そのあと、『仙翁操』を丁寧に弾く練習をした。減字譜もまじめに読んでみた。何年も弾いているのにまだまともに読めない。それから、最近始めた『湘妃怨』の弾き語り練習。譜面に歌詞を書き込んだ。でも、老眼でよく見えない……。読めるところだけ歌って、「弾き語り気分」を味わうだけに終わった。

夜の練習で『流水』の復習を始めた。2年くらい前、古琴の「考級試験」の課題として選んだ2曲のうちの一曲。今思い出しても恥ずかしい「撃沈の曲」だ。出だしを何度か間違えたところで、先生から「好」と言って止められた。つまり、右手をぐるぐるかき回すように弾く特徴的な部分まで行きつくことすらできなかった……。試験結果は「及第」ではあったけれど、ぎりぎり。反省!

今日、ふと思い出したのは、夏目漱石と古琴の話。確か陶淵明の逸話にある「無弦琴」にまつわる縁だった……というところまで思い出したが、それ以上の記憶がなく、ウェブを検索した。

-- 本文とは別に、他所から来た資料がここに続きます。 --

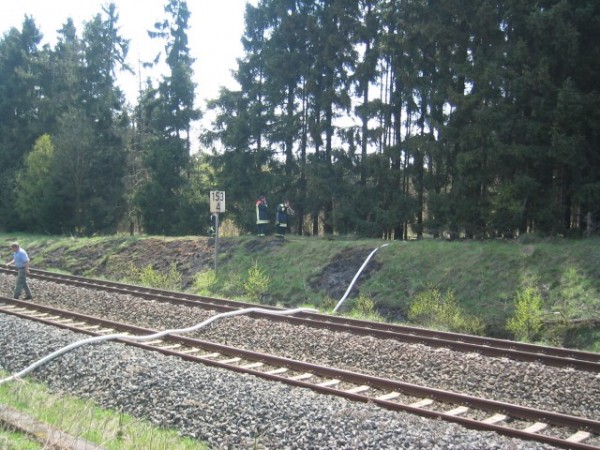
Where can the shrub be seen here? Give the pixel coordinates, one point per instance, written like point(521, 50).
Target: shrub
point(256, 283)
point(147, 276)
point(204, 282)
point(526, 322)
point(433, 309)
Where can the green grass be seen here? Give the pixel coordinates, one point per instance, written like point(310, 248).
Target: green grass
point(79, 418)
point(484, 276)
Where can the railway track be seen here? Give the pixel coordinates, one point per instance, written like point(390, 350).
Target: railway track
point(553, 356)
point(561, 430)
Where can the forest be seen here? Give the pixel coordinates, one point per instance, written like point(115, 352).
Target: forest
point(392, 119)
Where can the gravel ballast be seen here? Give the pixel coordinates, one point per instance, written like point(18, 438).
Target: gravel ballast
point(225, 409)
point(250, 420)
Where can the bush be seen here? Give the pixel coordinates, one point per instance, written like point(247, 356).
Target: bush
point(147, 276)
point(364, 308)
point(432, 309)
point(256, 283)
point(526, 322)
point(204, 282)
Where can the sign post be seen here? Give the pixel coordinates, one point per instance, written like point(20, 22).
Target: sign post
point(217, 205)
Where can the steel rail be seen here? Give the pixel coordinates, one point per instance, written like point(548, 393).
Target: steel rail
point(554, 356)
point(245, 361)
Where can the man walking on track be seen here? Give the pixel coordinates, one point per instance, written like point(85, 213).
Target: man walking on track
point(21, 262)
point(262, 215)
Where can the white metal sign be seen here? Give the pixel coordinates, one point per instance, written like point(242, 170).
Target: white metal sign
point(217, 201)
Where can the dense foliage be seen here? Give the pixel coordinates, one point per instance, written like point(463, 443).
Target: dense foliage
point(380, 118)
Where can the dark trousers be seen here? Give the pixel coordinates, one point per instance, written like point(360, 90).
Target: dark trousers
point(261, 228)
point(22, 284)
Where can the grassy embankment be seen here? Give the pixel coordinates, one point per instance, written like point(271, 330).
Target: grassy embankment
point(484, 277)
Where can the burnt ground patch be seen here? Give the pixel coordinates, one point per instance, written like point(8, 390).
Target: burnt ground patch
point(335, 278)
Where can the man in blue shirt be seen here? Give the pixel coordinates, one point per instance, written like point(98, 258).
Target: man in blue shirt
point(21, 262)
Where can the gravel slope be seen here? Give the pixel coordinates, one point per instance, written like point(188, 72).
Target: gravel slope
point(529, 384)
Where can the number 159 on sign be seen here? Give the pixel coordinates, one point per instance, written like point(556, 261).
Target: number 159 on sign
point(217, 201)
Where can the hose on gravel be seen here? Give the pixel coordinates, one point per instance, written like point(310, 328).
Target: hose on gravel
point(95, 339)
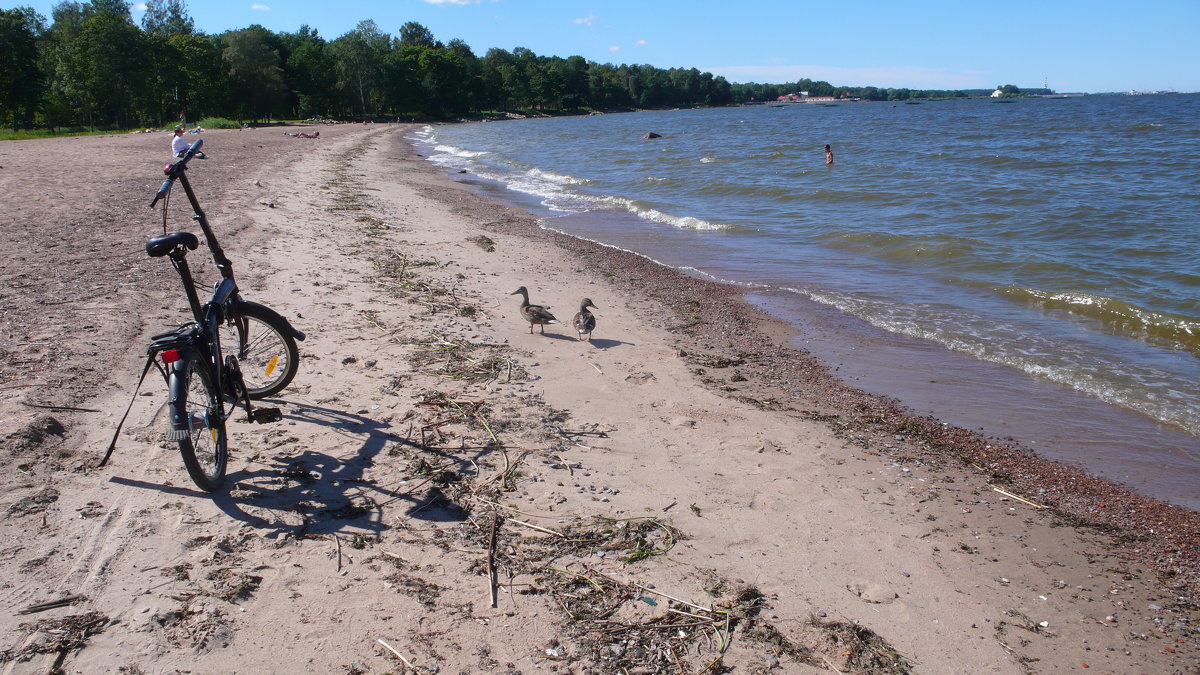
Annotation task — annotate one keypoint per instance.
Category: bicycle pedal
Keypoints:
(265, 416)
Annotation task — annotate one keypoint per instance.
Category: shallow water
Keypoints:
(1043, 251)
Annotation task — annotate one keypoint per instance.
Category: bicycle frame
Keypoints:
(177, 171)
(197, 341)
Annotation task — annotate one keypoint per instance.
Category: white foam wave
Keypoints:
(654, 215)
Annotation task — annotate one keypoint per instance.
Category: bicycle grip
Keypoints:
(162, 191)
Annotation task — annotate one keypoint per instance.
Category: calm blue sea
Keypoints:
(1026, 267)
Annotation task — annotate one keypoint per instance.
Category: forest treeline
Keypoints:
(90, 65)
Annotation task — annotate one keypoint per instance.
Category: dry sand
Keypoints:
(682, 494)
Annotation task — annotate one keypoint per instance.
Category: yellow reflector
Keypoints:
(270, 365)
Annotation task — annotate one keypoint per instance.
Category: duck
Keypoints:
(535, 315)
(585, 322)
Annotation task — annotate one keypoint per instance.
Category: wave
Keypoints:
(559, 178)
(654, 215)
(988, 341)
(460, 151)
(1119, 316)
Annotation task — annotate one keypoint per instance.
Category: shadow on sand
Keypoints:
(315, 493)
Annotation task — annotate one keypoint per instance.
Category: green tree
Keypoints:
(201, 84)
(111, 63)
(22, 84)
(256, 79)
(358, 57)
(167, 18)
(310, 72)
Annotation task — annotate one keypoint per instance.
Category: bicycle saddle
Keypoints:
(165, 244)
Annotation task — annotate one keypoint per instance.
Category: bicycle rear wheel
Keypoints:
(267, 351)
(204, 447)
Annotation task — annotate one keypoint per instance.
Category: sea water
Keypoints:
(1029, 268)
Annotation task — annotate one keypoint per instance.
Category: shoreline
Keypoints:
(795, 378)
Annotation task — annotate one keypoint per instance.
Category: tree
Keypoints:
(117, 7)
(167, 18)
(21, 76)
(201, 82)
(310, 72)
(358, 57)
(413, 34)
(111, 63)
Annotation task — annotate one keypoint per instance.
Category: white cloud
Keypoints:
(913, 77)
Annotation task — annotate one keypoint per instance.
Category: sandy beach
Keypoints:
(449, 493)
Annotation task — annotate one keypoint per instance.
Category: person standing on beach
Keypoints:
(179, 144)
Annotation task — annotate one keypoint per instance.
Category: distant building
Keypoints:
(803, 97)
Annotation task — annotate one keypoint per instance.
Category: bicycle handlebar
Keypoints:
(174, 169)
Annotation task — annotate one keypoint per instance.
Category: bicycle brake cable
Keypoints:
(166, 201)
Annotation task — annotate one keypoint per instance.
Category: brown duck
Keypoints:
(585, 322)
(535, 315)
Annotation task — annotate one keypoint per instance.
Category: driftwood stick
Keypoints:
(394, 556)
(397, 655)
(696, 607)
(492, 583)
(58, 407)
(52, 604)
(1023, 500)
(532, 526)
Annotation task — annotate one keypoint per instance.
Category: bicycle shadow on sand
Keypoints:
(313, 493)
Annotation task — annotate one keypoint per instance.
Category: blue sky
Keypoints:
(1071, 45)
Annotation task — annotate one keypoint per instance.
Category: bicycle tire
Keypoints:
(204, 448)
(269, 357)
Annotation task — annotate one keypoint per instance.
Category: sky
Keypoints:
(1068, 45)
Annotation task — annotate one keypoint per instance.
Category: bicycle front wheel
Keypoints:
(204, 446)
(267, 352)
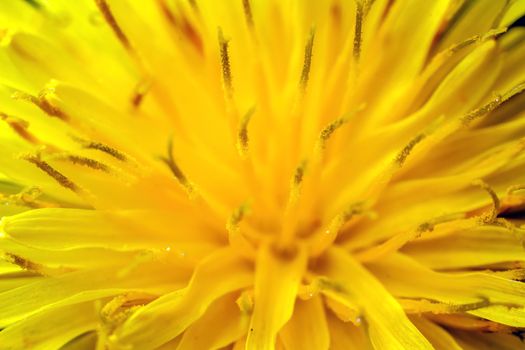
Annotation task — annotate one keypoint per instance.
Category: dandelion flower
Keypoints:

あった! 明月和尚(1727-1797)という人(名筆として有名だったらしい)が書いた「無弦(絃)琴」という書。漱石は世俗を超えた境地を意味するこの言葉を気に入り、自宅の「漱石山房」に掲げていたそうだ。それに、『吾輩は猫である』中の「無絃の素琴(そきん)を弾じ」という文章を始め、古琴は作品にいくつか登場するらしい。遠い昔、漱石を読んだときには、まったく気にも留めなかった一文。たぶん今読んだら、「わぁ、陶淵明の無弦琴だ!」と感激しただろう。